De acordo com o último grande mapeamento global de transtornos mentais, realizado pela OMS, o Brasil possui a população com a maior prevalência de transtornos de ansiedade do mundo. Reginaldo Manzotti observa como a fé pode auxiliar em quadros de ansiedade e depressão, por exemplo. “Vivemos em um mundo cada vez mais acelerado, com demandas incessantes, cobranças sociais e uma grande pressão por resultados. Isso, muitas vezes, afeta profundamente o equilíbrio emocional das pessoas, gerando uma sensação de impotência, medo e solidão. Como sacerdote, eu tenho visto de perto o sofrimento causado por condições como a ansiedade e a depressão. E posso dizer-lhes que a fé pode ser uma ferramenta poderosa para auxiliar as pessoas a enfrentar esses desafios. É importante entender que a fé não é uma solução mágica para todos os problemas. Como já disse, o tratamento médico e psicológico adequado, que são essenciais para o cuidado integral da saúde mental. Mas a fé pode ser um complemento valioso nesse processo. Ela nos lembra de que não estamos sozinhos, de que há um Deus amoroso que nos sustenta e nos fortalece, mesmo nos momentos mais difíceis. A oração, a meditação na Palavra de Deus, a vivencia da espiritualidade,  traz uma profunda sensação de paz, de conforto e de esperança. Quando nos conectamos com o sagrado, quando nos entregamos confiantes nas mãos de Deus, encontramos a força e a coragem necessárias para enfrentar os desafios da vida”.

Além disso, a fé nos leva a desenvolver as virtudes como a paciência, a perseverança e a gratidão. Ela nos ajuda a relativizar nossos problemas, a não nos deixar dominar pelo medo e pela ansiedade. E, quando nos voltamos para o próximo, para o serviço aos outros, descobrimos que isso também pode ser um antídoto poderoso contra a depressão e a solidão – Padre Reginaldo Manzotti

"Que possamos encontrar a força e resistência para superar as adversidades e construir um mundo mais justo, fraterno e compassivo" (Foto: Possato)

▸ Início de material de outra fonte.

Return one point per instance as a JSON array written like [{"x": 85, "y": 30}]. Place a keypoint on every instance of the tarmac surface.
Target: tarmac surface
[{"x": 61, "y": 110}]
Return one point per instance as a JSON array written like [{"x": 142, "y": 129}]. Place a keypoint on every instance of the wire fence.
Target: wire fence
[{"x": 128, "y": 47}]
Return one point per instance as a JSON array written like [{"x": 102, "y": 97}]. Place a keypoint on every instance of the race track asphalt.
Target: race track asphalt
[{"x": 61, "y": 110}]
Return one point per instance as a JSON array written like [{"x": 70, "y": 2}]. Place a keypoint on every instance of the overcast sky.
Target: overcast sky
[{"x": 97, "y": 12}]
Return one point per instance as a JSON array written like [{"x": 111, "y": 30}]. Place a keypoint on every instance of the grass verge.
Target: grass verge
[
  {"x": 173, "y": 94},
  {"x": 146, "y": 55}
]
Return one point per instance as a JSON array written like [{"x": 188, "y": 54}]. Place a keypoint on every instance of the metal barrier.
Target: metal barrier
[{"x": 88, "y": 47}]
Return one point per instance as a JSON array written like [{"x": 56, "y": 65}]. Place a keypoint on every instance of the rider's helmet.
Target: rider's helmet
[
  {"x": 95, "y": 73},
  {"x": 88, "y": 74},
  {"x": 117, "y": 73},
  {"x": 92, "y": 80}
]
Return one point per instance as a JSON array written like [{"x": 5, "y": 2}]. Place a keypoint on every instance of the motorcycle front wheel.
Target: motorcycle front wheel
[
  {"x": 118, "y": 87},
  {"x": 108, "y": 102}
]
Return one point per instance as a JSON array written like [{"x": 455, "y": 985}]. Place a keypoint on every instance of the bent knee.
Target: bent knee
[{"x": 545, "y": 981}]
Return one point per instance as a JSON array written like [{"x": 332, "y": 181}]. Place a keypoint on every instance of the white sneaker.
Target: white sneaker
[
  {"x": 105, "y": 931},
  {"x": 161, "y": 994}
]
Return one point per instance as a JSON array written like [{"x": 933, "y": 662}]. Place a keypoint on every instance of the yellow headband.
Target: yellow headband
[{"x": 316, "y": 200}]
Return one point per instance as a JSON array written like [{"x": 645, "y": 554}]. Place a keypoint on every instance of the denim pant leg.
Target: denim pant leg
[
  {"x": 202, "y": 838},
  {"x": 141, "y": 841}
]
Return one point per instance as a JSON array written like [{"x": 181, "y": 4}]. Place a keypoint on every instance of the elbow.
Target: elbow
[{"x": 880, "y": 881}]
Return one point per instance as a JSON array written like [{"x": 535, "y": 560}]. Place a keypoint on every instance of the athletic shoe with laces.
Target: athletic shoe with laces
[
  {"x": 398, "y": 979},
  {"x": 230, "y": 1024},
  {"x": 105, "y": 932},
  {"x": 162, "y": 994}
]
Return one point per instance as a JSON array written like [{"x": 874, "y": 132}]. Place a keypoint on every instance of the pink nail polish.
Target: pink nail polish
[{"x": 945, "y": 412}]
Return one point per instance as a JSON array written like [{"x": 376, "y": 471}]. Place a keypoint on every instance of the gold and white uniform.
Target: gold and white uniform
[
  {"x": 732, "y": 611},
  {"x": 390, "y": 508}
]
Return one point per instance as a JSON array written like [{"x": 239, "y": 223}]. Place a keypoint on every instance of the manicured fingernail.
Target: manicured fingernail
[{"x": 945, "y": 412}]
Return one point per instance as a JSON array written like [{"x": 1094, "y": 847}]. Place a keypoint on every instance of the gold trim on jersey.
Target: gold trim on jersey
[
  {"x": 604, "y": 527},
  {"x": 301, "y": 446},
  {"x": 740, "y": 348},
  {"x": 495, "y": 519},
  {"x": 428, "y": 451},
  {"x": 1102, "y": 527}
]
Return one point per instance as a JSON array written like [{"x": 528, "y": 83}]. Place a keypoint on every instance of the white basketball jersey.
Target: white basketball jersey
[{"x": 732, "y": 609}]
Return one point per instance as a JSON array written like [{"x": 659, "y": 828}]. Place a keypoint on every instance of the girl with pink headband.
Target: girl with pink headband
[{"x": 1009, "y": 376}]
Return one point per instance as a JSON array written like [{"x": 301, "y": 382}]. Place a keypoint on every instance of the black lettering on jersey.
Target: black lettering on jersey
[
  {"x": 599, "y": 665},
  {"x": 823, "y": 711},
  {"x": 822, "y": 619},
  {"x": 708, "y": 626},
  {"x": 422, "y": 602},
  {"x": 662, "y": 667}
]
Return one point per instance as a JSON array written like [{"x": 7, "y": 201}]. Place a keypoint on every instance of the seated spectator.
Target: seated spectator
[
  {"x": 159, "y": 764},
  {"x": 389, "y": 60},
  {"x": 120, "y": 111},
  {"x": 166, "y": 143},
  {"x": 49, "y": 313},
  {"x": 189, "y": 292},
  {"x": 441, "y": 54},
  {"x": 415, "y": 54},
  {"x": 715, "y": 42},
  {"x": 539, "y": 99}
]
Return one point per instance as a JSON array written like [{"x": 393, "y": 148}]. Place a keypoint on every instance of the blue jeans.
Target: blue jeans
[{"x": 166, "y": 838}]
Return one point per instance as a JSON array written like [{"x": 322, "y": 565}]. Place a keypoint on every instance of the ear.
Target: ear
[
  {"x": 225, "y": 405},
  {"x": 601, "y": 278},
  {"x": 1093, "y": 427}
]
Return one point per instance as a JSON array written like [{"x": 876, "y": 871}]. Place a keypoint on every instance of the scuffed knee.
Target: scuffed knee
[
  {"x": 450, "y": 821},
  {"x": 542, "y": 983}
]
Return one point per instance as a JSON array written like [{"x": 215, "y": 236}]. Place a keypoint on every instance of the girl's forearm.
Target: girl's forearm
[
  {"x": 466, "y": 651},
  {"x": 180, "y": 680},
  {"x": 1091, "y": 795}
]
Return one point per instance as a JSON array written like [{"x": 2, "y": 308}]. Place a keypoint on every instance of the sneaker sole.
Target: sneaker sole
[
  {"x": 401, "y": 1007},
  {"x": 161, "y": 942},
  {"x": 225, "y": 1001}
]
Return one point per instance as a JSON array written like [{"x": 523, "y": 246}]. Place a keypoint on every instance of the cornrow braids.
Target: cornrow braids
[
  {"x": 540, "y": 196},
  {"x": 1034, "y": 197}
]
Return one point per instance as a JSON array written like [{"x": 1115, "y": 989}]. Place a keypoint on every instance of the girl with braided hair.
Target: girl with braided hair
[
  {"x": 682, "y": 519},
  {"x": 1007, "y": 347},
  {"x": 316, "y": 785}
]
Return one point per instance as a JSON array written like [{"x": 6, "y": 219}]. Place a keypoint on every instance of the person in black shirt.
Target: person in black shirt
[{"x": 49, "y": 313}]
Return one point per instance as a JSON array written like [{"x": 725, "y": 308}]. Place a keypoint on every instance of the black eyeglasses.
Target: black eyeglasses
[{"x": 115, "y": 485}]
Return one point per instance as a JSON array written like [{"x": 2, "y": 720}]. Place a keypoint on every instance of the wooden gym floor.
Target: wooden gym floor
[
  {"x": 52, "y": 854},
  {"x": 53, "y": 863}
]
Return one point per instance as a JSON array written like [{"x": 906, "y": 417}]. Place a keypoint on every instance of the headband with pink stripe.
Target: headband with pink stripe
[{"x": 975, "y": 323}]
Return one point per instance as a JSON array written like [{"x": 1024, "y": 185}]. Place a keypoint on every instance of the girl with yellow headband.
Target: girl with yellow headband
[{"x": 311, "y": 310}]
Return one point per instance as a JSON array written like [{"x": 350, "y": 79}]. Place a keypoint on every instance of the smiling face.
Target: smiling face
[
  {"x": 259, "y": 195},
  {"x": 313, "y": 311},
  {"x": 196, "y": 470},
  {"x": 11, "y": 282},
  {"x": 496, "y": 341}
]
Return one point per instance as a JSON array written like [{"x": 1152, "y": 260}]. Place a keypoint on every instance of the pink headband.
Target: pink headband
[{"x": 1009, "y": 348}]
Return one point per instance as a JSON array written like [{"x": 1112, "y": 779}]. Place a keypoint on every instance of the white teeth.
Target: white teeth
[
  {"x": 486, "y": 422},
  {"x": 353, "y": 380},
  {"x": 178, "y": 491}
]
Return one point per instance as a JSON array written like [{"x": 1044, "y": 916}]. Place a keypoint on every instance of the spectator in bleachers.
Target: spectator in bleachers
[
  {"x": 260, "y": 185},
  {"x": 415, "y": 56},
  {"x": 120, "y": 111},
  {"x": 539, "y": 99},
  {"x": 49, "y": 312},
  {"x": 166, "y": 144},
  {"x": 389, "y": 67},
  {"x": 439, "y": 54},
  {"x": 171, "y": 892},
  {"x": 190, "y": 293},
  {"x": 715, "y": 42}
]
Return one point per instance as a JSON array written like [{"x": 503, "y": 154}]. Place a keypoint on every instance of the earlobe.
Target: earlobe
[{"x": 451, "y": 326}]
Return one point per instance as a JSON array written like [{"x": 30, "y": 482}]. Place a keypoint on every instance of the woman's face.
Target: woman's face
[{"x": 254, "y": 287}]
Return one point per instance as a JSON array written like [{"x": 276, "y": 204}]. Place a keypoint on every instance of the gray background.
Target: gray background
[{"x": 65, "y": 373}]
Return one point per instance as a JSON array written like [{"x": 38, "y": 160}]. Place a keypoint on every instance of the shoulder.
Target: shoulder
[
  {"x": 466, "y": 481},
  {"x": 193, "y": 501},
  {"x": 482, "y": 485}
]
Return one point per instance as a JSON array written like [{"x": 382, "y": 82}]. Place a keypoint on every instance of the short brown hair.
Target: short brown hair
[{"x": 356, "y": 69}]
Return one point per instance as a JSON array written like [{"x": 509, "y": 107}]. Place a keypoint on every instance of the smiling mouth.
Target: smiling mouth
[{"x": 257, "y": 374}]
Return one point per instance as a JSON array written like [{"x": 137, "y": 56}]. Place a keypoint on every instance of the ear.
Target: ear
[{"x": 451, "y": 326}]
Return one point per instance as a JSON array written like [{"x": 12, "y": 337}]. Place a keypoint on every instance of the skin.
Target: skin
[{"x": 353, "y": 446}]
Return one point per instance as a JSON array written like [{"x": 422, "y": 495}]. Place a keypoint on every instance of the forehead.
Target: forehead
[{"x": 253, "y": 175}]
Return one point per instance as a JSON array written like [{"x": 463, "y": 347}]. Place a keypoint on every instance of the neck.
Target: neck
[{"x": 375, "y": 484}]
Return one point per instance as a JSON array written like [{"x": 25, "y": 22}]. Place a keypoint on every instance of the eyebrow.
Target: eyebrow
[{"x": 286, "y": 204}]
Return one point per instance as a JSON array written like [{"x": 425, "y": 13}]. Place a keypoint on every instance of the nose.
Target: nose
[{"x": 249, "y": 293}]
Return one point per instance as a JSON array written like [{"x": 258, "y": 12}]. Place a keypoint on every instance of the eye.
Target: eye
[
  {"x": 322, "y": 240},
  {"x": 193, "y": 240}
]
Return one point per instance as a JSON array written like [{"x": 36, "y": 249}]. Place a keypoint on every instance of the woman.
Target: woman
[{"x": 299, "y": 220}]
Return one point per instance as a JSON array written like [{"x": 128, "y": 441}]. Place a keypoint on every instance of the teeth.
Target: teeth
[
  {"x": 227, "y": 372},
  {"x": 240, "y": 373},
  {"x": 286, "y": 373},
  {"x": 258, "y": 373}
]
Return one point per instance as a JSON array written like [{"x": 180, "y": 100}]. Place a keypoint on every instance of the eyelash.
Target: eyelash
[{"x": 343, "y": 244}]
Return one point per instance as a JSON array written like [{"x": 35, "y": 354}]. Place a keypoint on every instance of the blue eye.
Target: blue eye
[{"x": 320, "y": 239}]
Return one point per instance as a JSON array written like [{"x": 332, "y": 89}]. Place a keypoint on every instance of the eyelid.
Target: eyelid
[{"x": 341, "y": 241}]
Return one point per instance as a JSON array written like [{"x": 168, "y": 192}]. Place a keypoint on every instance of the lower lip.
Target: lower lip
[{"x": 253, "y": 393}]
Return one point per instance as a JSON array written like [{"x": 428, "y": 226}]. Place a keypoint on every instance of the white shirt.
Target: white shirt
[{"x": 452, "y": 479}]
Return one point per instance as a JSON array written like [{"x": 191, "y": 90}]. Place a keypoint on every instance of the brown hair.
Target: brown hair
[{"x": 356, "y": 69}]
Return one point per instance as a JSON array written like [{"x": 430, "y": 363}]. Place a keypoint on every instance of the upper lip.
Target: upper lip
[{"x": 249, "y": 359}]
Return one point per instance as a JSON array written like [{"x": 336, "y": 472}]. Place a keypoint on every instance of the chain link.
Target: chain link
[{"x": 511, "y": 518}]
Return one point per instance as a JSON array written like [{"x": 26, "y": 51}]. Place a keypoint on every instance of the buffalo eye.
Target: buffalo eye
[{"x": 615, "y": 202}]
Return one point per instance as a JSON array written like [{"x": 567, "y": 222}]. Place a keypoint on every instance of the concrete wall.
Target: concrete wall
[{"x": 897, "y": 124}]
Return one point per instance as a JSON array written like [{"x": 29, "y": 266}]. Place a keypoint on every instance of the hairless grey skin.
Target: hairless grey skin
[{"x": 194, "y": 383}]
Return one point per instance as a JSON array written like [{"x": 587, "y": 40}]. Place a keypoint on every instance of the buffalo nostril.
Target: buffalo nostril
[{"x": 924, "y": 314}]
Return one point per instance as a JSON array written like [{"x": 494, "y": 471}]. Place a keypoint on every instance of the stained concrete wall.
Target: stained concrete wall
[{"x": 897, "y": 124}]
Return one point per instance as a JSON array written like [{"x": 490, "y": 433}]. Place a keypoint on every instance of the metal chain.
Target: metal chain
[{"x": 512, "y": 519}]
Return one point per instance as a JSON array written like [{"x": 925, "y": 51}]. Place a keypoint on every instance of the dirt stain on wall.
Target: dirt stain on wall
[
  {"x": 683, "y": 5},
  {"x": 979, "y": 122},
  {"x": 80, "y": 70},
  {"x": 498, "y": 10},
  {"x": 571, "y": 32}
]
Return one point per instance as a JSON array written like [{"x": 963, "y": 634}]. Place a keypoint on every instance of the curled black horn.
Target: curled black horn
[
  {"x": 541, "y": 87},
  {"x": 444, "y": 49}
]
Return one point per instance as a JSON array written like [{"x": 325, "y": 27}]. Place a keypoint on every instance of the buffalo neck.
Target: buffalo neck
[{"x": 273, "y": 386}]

“Que possamos encontrar a força e resistência para superar as adversidades e construir um mundo mais justo, fraterno e compassivo” (Foto: Possato)

Mensagem

O sacerdote deixa aqui algumas palavras para os leitores pensando em 2025 que se aproxima: “Que possamos olhar para o novo ano com renovado ânimo, dispostos a enfrentar os obstáculos com coragem e determinação. Que possamos encontrar a força e resistência para superar as adversidades e construir um mundo mais justo, fraterno e compassivo. Minha mensagem é de fé, de esperança e de confiança no potencial transformador do amor de Deus. Que o novo ano nos traga a oportunidade de sermos melhores, de crescermos espiritualmente e de contribuirmos para a construção de uma sociedade mais harmoniosa. Que Deus os abençoe e os guie nesta caminhada. Que a luz do Menino Deus os ilumine os inspire a serem agentes de mudança positiva. Desejo a todos um Ano Novo abençoado, repleto de graça e paz”.